Ghost Ranch has a long and varied history beginning in 1766 when it was part of a land grant awarded by the Spanish king to Captain Pedro Martin Serrano. Over the years, it changed hands many times, including once when the deed was lost in a poker game. It is currently a Presbyterian education and retreat center, but is famous because artist Georgia O'Keeffe had a home there. It is open to the public as a historical site and for hiking.
We decided to take the most popular Chimney Rock trail.
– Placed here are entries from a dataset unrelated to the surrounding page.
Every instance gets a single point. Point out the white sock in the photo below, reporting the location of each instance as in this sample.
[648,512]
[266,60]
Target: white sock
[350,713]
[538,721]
The scenery is fabulous.
And just keeps getting better as you climb.
O' Keeffe was inspired by the colorful landscape.
Chimney Rock can be seen from the road, but it's fun to get up in the hills for a different view.
Next we stopped in the trading post for an ice cream and to look around. This struck me as funny.
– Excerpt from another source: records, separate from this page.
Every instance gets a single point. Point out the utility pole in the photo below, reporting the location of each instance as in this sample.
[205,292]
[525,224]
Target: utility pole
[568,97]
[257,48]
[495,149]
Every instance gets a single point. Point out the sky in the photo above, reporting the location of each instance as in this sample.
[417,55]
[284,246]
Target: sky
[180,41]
Here's a closeup of the sign in case you missed it.
We also went partway up Box Canyon trail. On the way to the trailhead, we passed this modern day hogan or maybe it's a yurt.
We came across this older hogan farther up the trail. I don't think anybody uses it.
This log cabin sure looks realistic, but it was built for the movie City Slickers. Now I'll have to rent the movie and watch for it.
We had a lovely day at Ghost Ranch and, no, we didn't see any ghosts.
Funny story. I took this picture of a very elusive horse out the RV window.
She was loose in and around the campground the whole five days we were there. Every once in awhile, the rangers would make an effort to catch her, but she just kept moving. It was pretty entertaining to watch.